I have my notebook at the ready, ever vigilant to an overheard conversation or unique mannerism of a passing businessman. Pulliam’s tiny terminal — little more than a long hallway with the check-in desk, baggage claim, and cafe all in sight — allows me to see and hear everything. Creepy? Maybe. But I’m a writer, which is Latin for “eavesdropper.” All around me are potential stories. How could I possibly help but listen in?
A few seats down from me is a serious, older man with a military-style haircut and a highlighter yellow parka. His shoes are leather and so clean, I can nearly see the entire building in the reflection on his toe. His watch is hefty and silver; expensive-looking. It flashes in the fluorescent light every minute or so as he checks the time.
Across from me, in the cafe, a couple is eating and drinking Oak Creek Nut Brown Ale, even though its barely 9:30 in the morning. They don’t make eye contact. He stares unblinkingly at the TV above the bar, watching CNN while saying something to his wife. She nods every so often as she texts furiously and brushes a strand of straight, blonde hair out of her face. It keeps falling back down.
At the bar, a clean-cut man is perched on stool, wearing a plaid button-down, jeans that look like they’ve been ironed smooth, and a black satchel. He’s arguing with the barista, as if he will somehow get to bring his half-finished beer through security if he’s persistent enough. After a few minutes, she starts to ignore him and focuses her attention on wiping down the tap spouts with a white washcloth.

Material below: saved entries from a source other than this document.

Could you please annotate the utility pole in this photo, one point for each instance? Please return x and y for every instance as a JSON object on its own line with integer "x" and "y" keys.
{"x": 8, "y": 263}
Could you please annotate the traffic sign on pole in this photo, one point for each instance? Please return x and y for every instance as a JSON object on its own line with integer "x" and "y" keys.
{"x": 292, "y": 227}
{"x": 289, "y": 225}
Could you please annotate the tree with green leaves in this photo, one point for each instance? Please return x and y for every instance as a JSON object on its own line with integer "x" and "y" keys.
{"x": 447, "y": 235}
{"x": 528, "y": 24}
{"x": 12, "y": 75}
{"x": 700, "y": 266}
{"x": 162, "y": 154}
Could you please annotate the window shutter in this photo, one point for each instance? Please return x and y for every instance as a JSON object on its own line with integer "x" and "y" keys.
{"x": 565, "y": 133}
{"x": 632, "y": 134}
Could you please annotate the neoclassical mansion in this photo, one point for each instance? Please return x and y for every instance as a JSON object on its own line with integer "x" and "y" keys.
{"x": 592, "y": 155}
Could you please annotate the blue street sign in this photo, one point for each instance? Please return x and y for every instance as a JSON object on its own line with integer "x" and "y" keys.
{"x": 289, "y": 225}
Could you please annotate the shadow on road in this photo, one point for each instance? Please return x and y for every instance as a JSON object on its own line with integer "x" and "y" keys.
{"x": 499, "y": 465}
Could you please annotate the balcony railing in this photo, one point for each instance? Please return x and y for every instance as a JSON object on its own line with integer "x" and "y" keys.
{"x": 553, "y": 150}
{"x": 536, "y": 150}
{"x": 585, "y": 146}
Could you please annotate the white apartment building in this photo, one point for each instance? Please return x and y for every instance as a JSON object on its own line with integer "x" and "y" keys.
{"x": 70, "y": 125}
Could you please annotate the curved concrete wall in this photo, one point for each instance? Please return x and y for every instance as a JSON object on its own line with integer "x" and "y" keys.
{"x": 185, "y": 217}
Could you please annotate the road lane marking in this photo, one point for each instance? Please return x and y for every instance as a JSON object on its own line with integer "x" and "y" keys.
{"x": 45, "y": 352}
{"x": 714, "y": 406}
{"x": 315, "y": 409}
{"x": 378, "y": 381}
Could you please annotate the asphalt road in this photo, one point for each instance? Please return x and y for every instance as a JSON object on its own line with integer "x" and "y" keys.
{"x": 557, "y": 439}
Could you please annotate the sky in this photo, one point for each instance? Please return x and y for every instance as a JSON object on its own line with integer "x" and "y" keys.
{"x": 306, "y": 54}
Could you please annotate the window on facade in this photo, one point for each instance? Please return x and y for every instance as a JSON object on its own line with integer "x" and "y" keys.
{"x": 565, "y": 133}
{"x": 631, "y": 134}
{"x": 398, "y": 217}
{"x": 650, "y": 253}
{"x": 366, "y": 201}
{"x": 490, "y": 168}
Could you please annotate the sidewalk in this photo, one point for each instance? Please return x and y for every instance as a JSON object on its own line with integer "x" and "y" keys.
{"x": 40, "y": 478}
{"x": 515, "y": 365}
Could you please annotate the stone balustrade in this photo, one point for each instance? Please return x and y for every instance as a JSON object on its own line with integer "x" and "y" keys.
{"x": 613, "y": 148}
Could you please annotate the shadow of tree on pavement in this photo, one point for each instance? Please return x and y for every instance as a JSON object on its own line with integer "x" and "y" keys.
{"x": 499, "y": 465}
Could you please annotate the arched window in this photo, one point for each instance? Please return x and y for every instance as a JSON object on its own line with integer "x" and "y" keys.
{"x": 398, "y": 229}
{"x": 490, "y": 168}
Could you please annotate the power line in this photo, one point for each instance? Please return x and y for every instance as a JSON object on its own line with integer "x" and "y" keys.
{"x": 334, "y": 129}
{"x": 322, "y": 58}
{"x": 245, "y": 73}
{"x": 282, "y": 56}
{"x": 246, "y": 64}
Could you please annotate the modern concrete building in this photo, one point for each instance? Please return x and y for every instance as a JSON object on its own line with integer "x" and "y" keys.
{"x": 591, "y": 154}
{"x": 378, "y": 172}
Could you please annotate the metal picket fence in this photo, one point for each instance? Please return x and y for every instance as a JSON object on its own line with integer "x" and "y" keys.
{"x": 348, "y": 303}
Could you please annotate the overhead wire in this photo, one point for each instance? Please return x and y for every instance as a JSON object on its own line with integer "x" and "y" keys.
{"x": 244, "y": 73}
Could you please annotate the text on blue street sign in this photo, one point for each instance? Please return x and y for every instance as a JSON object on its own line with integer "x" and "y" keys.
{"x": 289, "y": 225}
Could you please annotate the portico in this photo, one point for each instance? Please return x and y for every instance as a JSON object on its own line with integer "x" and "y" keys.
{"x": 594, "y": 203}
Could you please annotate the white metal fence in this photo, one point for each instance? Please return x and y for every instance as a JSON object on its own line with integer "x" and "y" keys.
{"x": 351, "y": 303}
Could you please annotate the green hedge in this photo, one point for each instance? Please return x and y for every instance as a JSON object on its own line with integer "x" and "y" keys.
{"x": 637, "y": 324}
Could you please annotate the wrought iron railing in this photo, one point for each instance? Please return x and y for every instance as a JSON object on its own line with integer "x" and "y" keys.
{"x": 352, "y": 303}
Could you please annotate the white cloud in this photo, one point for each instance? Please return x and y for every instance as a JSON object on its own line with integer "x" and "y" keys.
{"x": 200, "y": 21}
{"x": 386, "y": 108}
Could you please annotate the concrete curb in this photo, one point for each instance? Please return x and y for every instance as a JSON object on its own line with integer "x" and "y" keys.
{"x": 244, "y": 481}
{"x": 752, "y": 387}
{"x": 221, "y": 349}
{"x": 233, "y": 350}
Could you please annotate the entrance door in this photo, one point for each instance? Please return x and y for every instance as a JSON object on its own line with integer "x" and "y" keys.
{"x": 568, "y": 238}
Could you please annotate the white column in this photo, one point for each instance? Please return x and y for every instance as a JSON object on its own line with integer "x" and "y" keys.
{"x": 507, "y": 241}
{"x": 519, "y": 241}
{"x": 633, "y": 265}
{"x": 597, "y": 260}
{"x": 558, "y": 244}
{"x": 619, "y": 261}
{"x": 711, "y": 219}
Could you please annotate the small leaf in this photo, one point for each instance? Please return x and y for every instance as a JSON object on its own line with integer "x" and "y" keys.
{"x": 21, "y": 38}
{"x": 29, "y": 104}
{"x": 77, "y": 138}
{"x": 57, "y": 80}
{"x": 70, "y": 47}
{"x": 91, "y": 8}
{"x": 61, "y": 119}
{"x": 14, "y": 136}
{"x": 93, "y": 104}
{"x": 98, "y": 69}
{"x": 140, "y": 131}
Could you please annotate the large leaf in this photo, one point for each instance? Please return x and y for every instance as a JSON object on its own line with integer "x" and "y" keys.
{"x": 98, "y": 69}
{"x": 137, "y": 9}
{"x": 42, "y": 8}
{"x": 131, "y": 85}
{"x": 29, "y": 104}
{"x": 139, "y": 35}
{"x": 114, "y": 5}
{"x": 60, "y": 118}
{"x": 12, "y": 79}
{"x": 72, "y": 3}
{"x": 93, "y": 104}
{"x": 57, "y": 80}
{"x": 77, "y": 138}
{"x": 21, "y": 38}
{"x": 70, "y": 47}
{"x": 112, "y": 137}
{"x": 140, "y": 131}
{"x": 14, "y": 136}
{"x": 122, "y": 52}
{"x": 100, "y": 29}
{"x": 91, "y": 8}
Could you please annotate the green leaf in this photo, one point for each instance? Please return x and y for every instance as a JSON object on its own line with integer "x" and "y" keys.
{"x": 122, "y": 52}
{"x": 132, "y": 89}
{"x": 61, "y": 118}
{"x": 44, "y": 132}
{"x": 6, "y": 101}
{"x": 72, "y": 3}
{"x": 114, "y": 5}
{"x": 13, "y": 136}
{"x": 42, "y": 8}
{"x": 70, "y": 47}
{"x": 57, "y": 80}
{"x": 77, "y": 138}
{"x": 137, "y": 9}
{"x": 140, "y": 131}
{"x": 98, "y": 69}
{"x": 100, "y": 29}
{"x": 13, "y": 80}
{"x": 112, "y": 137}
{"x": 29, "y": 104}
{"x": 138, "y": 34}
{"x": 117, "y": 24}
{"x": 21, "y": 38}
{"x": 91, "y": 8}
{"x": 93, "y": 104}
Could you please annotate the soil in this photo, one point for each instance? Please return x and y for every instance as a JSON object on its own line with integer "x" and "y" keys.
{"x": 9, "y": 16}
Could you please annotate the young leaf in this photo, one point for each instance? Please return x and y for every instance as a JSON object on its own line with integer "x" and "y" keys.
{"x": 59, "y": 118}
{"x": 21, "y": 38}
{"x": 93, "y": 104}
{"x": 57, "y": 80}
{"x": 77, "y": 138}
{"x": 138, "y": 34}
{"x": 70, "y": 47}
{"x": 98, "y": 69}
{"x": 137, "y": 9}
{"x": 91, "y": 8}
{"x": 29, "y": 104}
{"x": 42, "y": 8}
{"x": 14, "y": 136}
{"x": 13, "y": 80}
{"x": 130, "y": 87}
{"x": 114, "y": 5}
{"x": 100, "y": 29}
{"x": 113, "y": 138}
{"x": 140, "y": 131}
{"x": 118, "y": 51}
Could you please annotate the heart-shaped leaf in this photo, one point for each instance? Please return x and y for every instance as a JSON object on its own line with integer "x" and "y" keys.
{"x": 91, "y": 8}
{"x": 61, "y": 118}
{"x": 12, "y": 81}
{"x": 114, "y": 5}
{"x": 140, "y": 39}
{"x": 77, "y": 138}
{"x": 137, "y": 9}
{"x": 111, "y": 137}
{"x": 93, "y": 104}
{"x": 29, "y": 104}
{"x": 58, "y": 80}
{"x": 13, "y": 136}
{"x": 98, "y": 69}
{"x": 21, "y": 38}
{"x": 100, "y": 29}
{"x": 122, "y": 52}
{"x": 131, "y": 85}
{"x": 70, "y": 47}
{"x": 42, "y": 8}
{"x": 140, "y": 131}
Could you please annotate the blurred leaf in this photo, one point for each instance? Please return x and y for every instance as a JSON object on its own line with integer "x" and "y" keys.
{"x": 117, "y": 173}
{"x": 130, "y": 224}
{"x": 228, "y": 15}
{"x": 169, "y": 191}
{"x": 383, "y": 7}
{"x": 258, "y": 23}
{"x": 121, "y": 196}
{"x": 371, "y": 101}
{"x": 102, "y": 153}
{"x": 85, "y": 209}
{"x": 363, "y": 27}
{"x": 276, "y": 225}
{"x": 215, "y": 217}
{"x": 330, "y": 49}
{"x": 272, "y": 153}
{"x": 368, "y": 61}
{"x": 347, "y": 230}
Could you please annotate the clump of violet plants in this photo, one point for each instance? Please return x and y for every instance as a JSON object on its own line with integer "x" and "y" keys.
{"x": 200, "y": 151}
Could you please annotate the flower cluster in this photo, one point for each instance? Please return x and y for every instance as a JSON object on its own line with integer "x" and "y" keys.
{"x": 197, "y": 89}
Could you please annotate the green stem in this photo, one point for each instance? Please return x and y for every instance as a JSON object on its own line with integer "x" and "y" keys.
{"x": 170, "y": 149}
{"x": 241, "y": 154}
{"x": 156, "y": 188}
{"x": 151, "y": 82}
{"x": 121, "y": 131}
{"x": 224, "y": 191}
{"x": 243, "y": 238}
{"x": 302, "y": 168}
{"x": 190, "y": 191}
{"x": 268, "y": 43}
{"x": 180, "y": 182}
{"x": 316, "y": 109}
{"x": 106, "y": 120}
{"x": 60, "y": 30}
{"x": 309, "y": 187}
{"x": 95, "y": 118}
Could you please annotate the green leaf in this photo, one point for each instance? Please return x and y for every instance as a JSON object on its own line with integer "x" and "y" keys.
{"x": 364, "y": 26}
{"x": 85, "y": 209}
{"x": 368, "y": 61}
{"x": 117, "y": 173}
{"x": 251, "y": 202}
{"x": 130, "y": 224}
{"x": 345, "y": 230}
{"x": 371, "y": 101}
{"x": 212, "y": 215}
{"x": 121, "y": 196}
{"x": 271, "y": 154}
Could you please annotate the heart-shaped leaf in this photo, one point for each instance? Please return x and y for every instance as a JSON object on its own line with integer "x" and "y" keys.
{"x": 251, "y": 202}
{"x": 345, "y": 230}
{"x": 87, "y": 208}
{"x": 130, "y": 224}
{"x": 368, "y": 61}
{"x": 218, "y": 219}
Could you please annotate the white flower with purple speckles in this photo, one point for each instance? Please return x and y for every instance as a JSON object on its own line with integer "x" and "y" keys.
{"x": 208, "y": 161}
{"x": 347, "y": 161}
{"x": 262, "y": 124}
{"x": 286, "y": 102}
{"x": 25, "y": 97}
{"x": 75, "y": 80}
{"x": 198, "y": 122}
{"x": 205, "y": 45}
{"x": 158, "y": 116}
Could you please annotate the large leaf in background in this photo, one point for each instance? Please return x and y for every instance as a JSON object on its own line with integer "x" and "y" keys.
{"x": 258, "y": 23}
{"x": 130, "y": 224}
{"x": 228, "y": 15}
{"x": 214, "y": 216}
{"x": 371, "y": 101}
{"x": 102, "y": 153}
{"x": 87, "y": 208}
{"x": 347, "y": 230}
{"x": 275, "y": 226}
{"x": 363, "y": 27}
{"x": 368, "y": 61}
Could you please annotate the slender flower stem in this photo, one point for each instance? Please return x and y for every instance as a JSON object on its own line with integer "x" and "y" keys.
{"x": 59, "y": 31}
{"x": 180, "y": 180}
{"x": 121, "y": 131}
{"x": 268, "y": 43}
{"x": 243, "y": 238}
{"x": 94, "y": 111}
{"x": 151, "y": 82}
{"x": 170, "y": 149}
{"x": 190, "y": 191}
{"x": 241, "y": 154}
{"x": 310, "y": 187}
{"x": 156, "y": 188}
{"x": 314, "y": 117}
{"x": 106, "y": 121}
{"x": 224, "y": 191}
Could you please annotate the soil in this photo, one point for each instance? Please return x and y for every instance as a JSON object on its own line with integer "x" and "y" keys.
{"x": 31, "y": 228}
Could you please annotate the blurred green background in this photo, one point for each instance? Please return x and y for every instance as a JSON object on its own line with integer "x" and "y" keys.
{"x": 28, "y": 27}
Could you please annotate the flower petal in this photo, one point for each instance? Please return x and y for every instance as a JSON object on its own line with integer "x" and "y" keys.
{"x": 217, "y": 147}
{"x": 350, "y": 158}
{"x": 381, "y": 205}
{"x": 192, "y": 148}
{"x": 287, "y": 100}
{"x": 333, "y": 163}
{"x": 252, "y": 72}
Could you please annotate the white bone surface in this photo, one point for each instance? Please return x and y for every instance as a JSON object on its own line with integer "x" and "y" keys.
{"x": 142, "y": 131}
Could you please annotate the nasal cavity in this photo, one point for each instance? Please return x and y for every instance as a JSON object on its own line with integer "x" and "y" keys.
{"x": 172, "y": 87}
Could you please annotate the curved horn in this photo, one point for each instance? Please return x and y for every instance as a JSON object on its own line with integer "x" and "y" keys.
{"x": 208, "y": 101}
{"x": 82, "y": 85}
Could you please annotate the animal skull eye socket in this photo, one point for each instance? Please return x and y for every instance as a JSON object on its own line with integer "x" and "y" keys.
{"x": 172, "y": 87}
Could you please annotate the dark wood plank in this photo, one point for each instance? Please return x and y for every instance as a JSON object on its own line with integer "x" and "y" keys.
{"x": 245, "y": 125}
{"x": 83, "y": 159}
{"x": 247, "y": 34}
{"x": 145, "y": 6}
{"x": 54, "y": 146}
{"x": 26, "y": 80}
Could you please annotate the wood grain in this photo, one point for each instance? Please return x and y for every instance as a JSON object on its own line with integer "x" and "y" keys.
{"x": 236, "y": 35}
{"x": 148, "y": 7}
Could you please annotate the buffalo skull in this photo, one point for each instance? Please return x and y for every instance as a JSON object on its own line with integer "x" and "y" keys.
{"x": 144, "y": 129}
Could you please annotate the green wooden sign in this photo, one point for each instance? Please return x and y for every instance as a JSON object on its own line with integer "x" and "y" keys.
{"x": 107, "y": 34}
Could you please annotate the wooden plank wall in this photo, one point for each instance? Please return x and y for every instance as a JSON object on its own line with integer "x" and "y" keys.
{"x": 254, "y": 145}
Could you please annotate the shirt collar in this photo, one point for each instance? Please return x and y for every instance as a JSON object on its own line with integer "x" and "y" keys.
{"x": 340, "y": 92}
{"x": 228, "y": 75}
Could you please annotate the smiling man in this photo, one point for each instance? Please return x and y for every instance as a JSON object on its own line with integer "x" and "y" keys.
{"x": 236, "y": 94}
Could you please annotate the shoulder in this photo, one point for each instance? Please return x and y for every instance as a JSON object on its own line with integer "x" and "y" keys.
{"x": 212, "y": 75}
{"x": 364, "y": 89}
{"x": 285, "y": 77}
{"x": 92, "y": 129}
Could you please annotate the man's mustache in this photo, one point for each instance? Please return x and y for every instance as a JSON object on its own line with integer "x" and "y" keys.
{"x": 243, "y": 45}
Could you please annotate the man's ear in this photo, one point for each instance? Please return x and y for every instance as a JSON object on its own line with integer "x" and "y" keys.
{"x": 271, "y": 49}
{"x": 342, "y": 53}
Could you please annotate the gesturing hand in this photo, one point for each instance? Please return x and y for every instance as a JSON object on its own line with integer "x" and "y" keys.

A tall, swaggering man is standing further down the bar with his girlfriend. He carries himself with a brutish confidence. One hand remains on his girlfriend’s shoulder, as if claiming his property. His head is shaved and a well-maintained red beard shrouds the lower portion of his flushed face. A gold chain hangs around his neck. Green-tinted, mirrored sunglasses sit on top of his head and his light blue eyes are constantly scanning the terminal, sizing up everyone who walks by.
An exchange student in a blue and gold NAU hoodie chats excitedly on his cell phone in what is probably Arabic. Everyone watches him.
Any one of these people could be the inspiration for a new character and if I speculate on their stories (What is the couple fighting about? Why is the bald man so suspicious? Is the man arguing about the beer anxious about flying or about what he expects to find at his destination?) I could find more than enough material for a scene, a short story, a screenplay, or even an entire novel.
For some reason, travelers always betray themselves. The masks that we all wear fall away in the cramped spaces, slow lines, and long periods of waiting and everyone is themselves; raw and uncensored. Airports bring out the best and the worst in humanity. For the writer, there are few places more exciting and full of potential.